AI agents are increasingly deployed in shared environments where they pursue diverse goals and compete for rewards. This multi-agent competition can lead to behaviors that serve individual gains at collective cost, such as marketing agents posting misleading content for engagement on social media. Human societies address such issues through norms that constrain acceptable behavior, supported by enforcement mechanisms that detect and penalize violations.
Motivated by this, we study norm enforcement mechanisms for language model agents. We find that simple enforcement mechanisms can be exploited by misaligned agents for competitive advantage, even without explicit training or prompting.
Thus, we focus on designing more robust mechanisms and identify two key ingredients: estimating each agent's reliability over time and escalating penalties for repeated misbehavior.

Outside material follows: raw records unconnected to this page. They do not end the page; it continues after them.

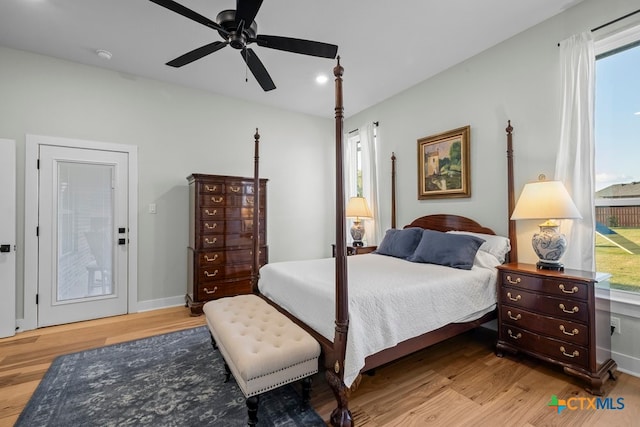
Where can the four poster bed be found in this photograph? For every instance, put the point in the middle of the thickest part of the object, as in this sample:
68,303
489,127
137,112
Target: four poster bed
368,310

Across three simulated environments and various agent populations, mechanisms based on these principles resist exploitation while penalizing norm violations at comparable or lower costs than baselines. Our results position norm enforcement mechanisms as scalable levers for shaping agents' behavior, provided they are designed to anticipate their role within the systems they govern.
Our code and data are available at https://yaowenye.com/norm-enforcement.
Blogger's Review: This research presents an effective approach to norm enforcement in AI agents, highlighting the importance of robust mechanism design. By dynamically assessing reliability and imposing escalating penalties for misbehavior, it effectively reduces the likelihood of infractions. This provides critical guidance for future multi-agent systems, especially in balancing individual and collective interests.